Supreme Court Justice Neil Gorsuch said differences among his colleagues on the high court often stem less from politics than from varying approaches to constitutional interpretation. That dynamic, he said, shapes both the court's rulings and its internal relations.

"That has nothing to do with politics," Gorsuch told Fox News Digital in a recent interview. "That has to do with how you read law. Interpretive methodologies."

Gorsuch, nominated by President Donald Trump in 2017, calls himself a "textualist." His approach centers on the ordinary meaning of words in legal texts as written. Textualism connects to originalism, the view that the Constitution should follow its original public meaning at adoption.

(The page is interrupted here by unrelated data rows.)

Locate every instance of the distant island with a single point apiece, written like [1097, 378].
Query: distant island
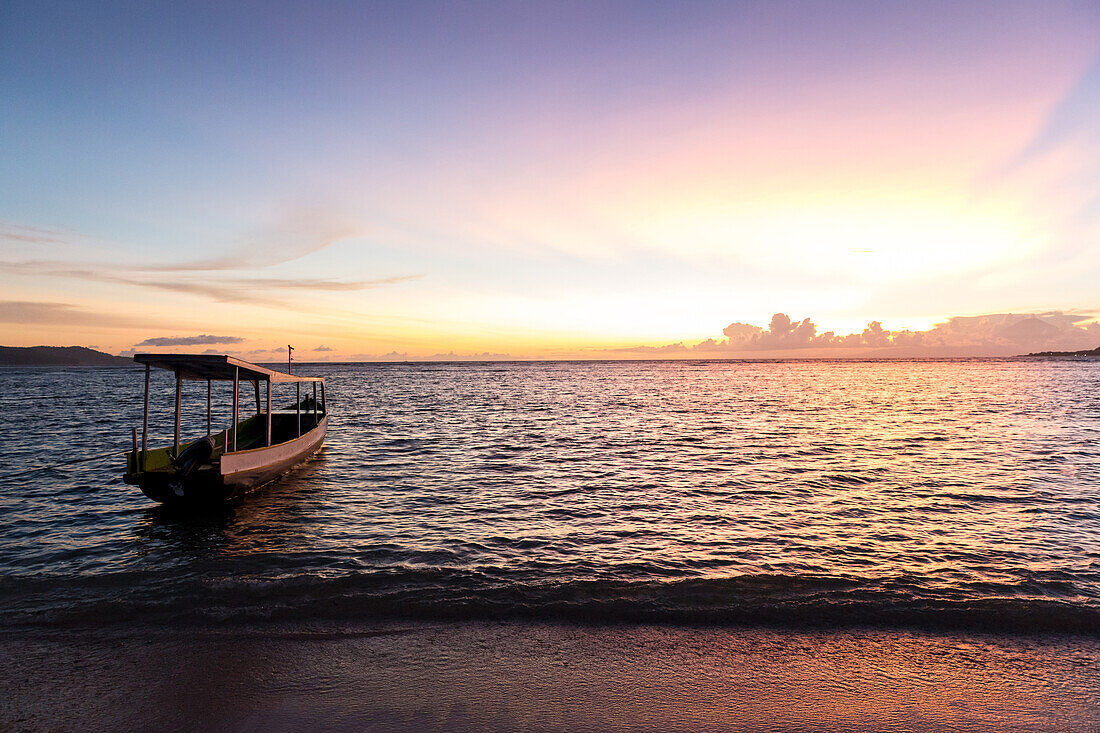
[1084, 352]
[58, 357]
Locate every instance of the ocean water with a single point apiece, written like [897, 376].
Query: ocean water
[930, 494]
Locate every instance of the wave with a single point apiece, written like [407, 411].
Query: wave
[447, 594]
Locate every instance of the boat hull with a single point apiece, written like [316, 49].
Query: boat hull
[233, 473]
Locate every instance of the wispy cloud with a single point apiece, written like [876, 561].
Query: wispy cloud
[13, 232]
[202, 339]
[989, 335]
[30, 313]
[256, 291]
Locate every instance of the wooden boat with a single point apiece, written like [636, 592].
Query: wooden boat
[243, 457]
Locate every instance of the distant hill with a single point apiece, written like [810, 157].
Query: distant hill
[58, 357]
[1084, 352]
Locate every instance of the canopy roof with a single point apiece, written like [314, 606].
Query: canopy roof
[217, 367]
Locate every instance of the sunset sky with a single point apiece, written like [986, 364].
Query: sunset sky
[550, 179]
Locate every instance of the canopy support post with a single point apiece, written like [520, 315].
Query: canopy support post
[268, 413]
[179, 393]
[237, 402]
[144, 424]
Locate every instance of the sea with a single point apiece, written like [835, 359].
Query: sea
[959, 495]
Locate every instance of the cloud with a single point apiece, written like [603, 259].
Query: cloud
[202, 339]
[255, 291]
[15, 232]
[989, 335]
[669, 348]
[61, 314]
[300, 231]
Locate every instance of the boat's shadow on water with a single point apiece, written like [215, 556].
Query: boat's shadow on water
[277, 511]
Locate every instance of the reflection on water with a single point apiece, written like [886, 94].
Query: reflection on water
[927, 492]
[464, 677]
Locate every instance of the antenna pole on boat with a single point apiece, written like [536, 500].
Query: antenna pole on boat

Other justices take different views, some allowing interpretations to evolve over time. Gorsuch said such differences, though significant, stay professional, not personal.

"At the end of the day, you're trying to get to the right answer under the law," he said. He called disagreement an expected and healthy part of the process.

Gorsuch spoke as the federal judiciary and Supreme Court face growing scrutiny, including from Trump and his allies. They accuse courts of overstepping into executive duties.

Trump posted on Truth Social last month that the Supreme Court's conservative majority showed him "very little loyalty" by blocking his "Liberation Day" tariffs in February. He predicted they might also stop his executive order to end "birthright citizenship" in the U.S.

"Certain 'Republican' Justices have just gone weak, stupid, and bad, completely violating what they 'supposedly' stood for," Trump said.

Trump contrasted conservative justices with liberals, whom he said "stick together like glue, totally loyal to the people and ideology that got them there."

Gorsuch said justices often find common ground despite clashing constitutional views. That spirit extends to their closed-door work, where debate and collaboration drive the court's duties.

"The framers understood that people would come to the table with different views," Gorsuch told Fox News Digital. "The goal is to reason together."

Gorsuch said the court's culture rests on mutual respect, even with sharp ideological lines.

"If you sit and listen to someone long enough, you're going to find something you can agree on," he added. "Maybe you start there."